How to find recurrence for $f(x)$ coefficient in the expression $f(x)\cdot(1+2x+2x^2+x^3)=\frac{1}{1-x^3}$ using generating functions? 
Let $f(x)=\sum_{i=0}^{\infty} a_ix^i$. Also $f(x)\cdot(1+2x+2x^2+x^3)=\frac{1}{1-x^3}$. Find numbers $b,c,d$ such that:
  $$
a_n={3+n-1 \choose n}-ba_{n-1}-ca_{n-2}-da_{n-3}
$$
  for $n\ge 3$.

The expression can be modified to the following using generating functions:
$$
f(x)=\frac{1}{1-x^3} : (1+2x+2x^2+x^3)=\frac{1}{1-x^3}:(1+x)(1+x+x^2)=\frac{(1-x)^2}{(1-x^3)^2(1-x^2)}
$$
Then: 
$$
f(n)=\sum_{n=0}^2 {2\choose n}(-1)^nx^n\cdot \sum_{n=0}^{\infty}{2+n-1\choose n}x^{3n}\cdot \sum_{n=0}^{\infty}x^{2n}
$$
For example:
$$
a_0={2\choose 0}{1\choose 0}\cdot 1=1\\
a_1=-{2\choose 1}{2\choose 1}\cdot 1=-4\\
a_2={2\choose 2}{3\choose 2}\cdot 1=1
$$
but what happens with $\sum_{n=0}^2 {2\choose n}(-1)^nx^n$ for $a_n$ where $n\ge 3$? Its range for $n$ is only between $0$ and $2$ so does it become $1$ for all $n\ge 3$? If it does then:
$$
a_3 = {4\choose 3}\cdot 1=4
$$
Then:
$$
a_3={5\choose 3}-3b+4c-d=10-3b+4c+d=4\implies 3b-4c-d=6 \qquad \ast
$$
But there's an infinite amount of solutions for the above equation so I don't think I'm in the right direction.
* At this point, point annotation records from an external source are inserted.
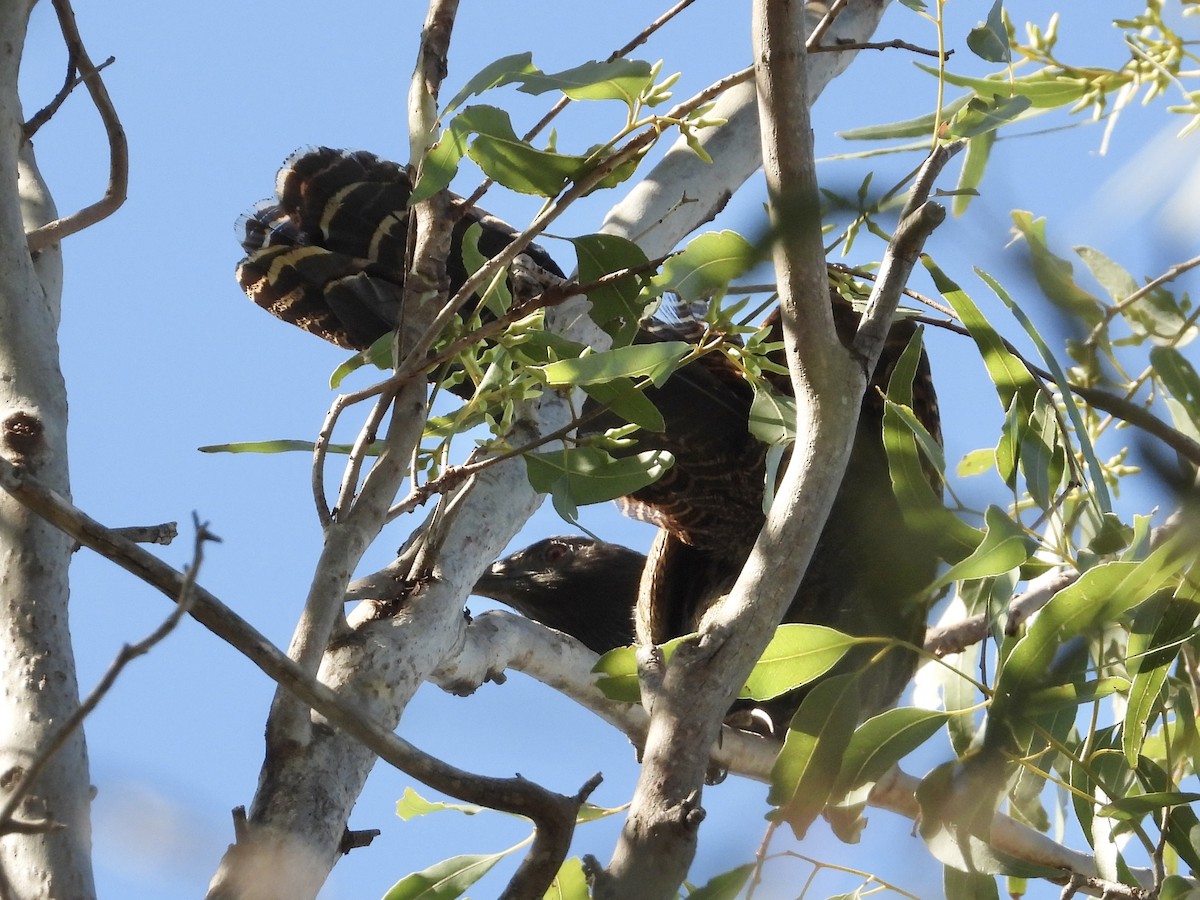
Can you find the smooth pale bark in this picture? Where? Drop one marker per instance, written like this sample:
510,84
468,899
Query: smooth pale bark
306,803
36,661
Note: as noticed by @ancientmathematician there was a mistake in the conditions to the problem it should be $f(x)\cdot(1+2x+2x^2+x^3)=\frac{1}{(1-x)^3}$
 A: I believe Claude is correct about the statement of the problem, but I will attempt to provide some useful commentary as is.
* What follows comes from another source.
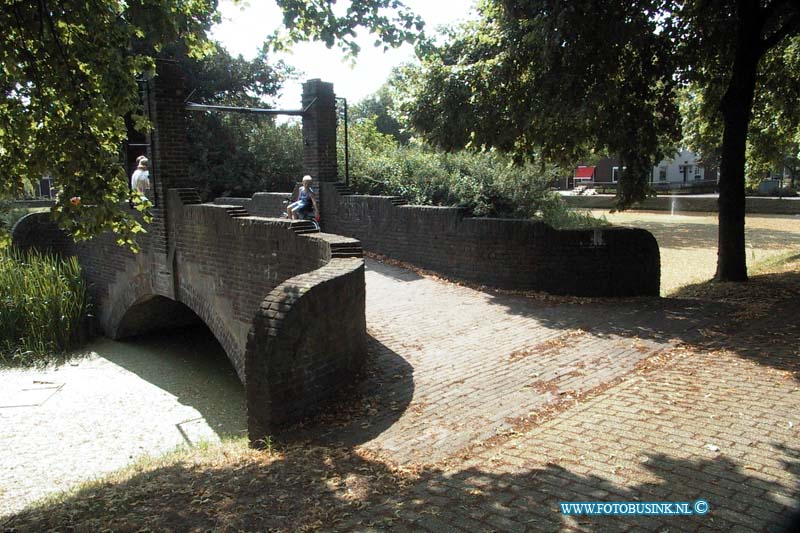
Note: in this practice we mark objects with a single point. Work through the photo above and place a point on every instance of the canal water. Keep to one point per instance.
(114, 404)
So if we substitute $\sum_{i=0}^{\infty} a_{i}x^i$ in for $f(x)$, we obtain
$$\sum_{i=0}^{\infty} a_{i}x^i + 2x\sum_{i=0}^{\infty} a_{i}x^i + 2x^2\sum_{i=0}^{\infty} a_{i}x^i + x^3\sum_{i=0}^{\infty} a_{i}x^i = \sum_{i=0}^{\infty}x^{3i}$$
If you insert the $x$'s into the sums, and peel off all terms with degree $2$ or less, we obtain
$$a_0 + (2a_0+a_1)x + (2a_0 + 2a_1 + a_2)x^2 + \sum_{i=3}^{\infty} (a_{i}+ 2a_{i-1} + 2a_{i-2} + a_{i-3})x^i = \sum_{i=0}^{\infty} x^{3i}$$
Equating coefficients, we can say
$$a_0 = 1$$
$$2a_0+a_1 = 0$$
$$2a_0 + 2a_1 + a_2 = 0$$
$$a_{i}+ 2a_{i-1} + 2a_{i-2} + a_{i-3} = 1, i\geq3$$
Where the last equation holds if $i$ divides $3$, and is $0$ otherwise.
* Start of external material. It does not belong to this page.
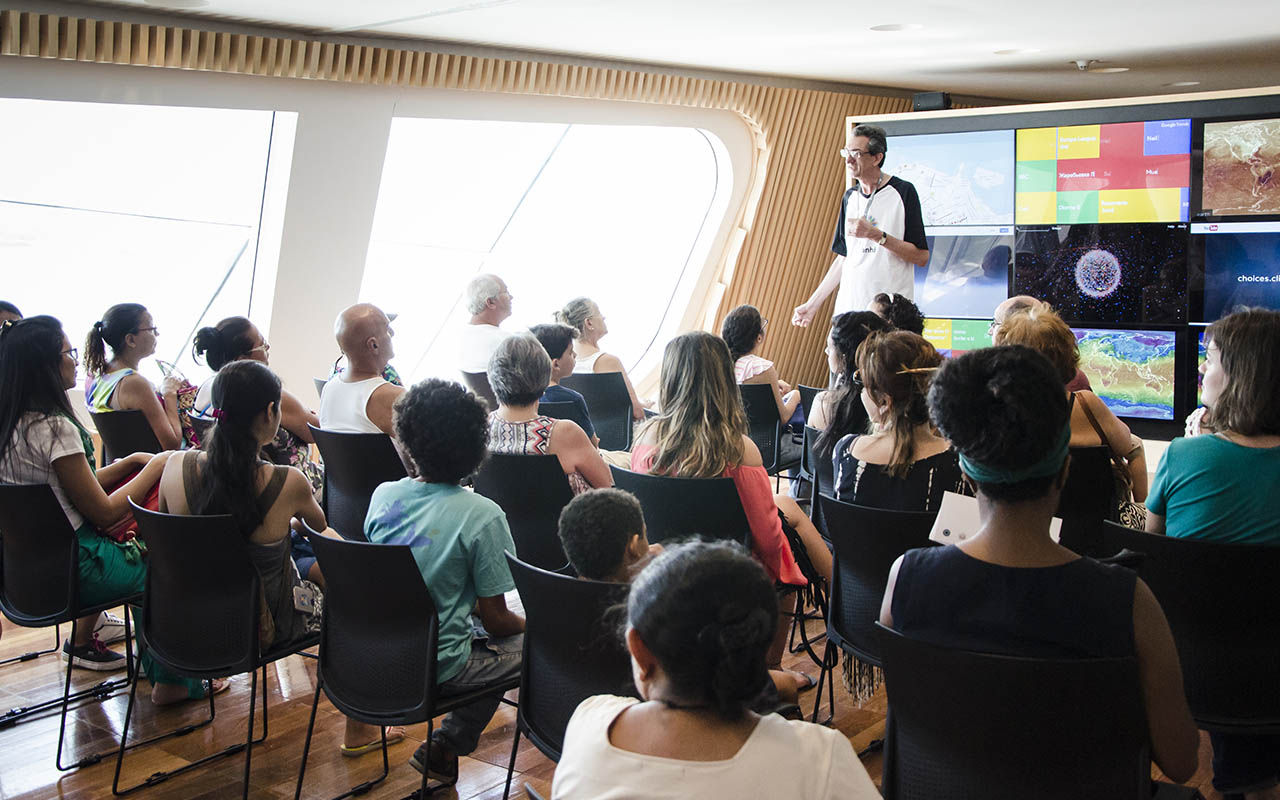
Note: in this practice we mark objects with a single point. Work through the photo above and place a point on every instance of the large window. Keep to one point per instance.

The first three equations give initial values $a_0, a_1, a_2$, and the third statement leads me to believe Claude's comment, since that would yield the desired binomial coefficient in place of the $1$ in the recurrence relation. Hope this helps!
Edit: Notice
$$\frac{1}{(1-x)^3} = \sum_{n\geq 0} \dbinom{-3}{n}(-1)^nx^n = \sum_{n\geq 0} \frac{(-3)(-3-1)...(-3-n+1)}{n!}(-1)^nx^n$$
$$=\sum_{n\geq 0} \frac{(3)(4)...(3+n-1)}{n!}x^n =\sum_{n\geq 0}\frac{(2)(3)(4)...(3+n-1)}{(3-1)n!}x^n = \sum_{n\geq 0}\dbinom{3+n-1}{n}x^n$$ 
So if you were to have equated coefficients as above, you would get the desired recurrence relation.